Von Christiane Barth
Sinsheim. Ein übereifriger Angestellter des Sicherheitsdiensts im Stadion soll einem zwölfjährigen Kind und dessen Familie den Zutritt zum Heimspiel gegen Freiburg verweigert haben, weil der Filius ein Trikot des Spielgegners als Unterhemd trug. So schildern es die TSG-Fans empört; dies auch, weil der Ordner zuvor offenbar unsanft die Jacke des Kinds kontrolliert hat.
Die Familie aus vier Erwachsenen und zwei Kindern waren aus der Ortenau zum Bundesligaspiel ins 140 Kilometer entfernte Sinsheim gereist. "Es wurde zu einem Erlebnis der sehr unangenehmen Art", berichtet Walter Blatt aus Kappel-Grafenhausen. Mit den Tickets für den Familienblock sei die Familie gleich am Einlass gescheitert, weil eins der Kinder unter mehreren Kleidungsschichten ein Freiburg-Trikot trug. Dies sei ohne böse Absicht passiert – sondern weil es an jenem 30. April sehr kalt war.

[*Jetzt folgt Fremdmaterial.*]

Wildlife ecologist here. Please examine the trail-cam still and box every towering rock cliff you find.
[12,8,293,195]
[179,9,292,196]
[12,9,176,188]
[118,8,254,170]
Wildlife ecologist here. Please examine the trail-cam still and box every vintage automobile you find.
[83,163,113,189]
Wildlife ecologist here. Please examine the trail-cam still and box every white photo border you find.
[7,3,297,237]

Bei der Kartenkontrolle habe der Stadion-Ordner dann die blaue Jacke des zwölfjährigen Jungen gehoben und darunter das rote Freiburg-Trikot entdeckt. Regnerisch sei es gewesen, die Kinder hätten beide blaue Jacken und als unterstes Teil das rote Freiburg-Trikot getragen. Der Ordner am Einlass habe nun dem Kind den Eintritt zum Familienblock verwehrt. Die Mutter des Jungen, Michaela Schöffel, berichtet, sie habe dem Ordner vorgeschlagen, dem Kind das Trikot einfach auszuziehen. Doch den Wiedereinlass habe man ihr nicht gewährt.

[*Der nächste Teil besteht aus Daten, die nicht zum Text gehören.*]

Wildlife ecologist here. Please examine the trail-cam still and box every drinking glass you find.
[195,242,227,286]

Nach dem Spiel habe sie sich über die Website der TSG Hoffenheim beschwert und daraufhin eine Rückmeldung von Alexander Eicker vom Sicherheitsmanagement erhalten. Dieser habe ihr mitgeteilt, der Eintritt in den Gästefanblock sei – auch als Wiedereinlass nach Ablegen der Fankleidung einer gegnerischen Mannschaft – laut Stadionordnung nicht erlaubt. Die Mutter vermisst hier die "Verhältnismäßigkeit"; es fehle an Augenmaß und Fingerspitzengefühl: "Es geht doch um ein Kind", sagt sie.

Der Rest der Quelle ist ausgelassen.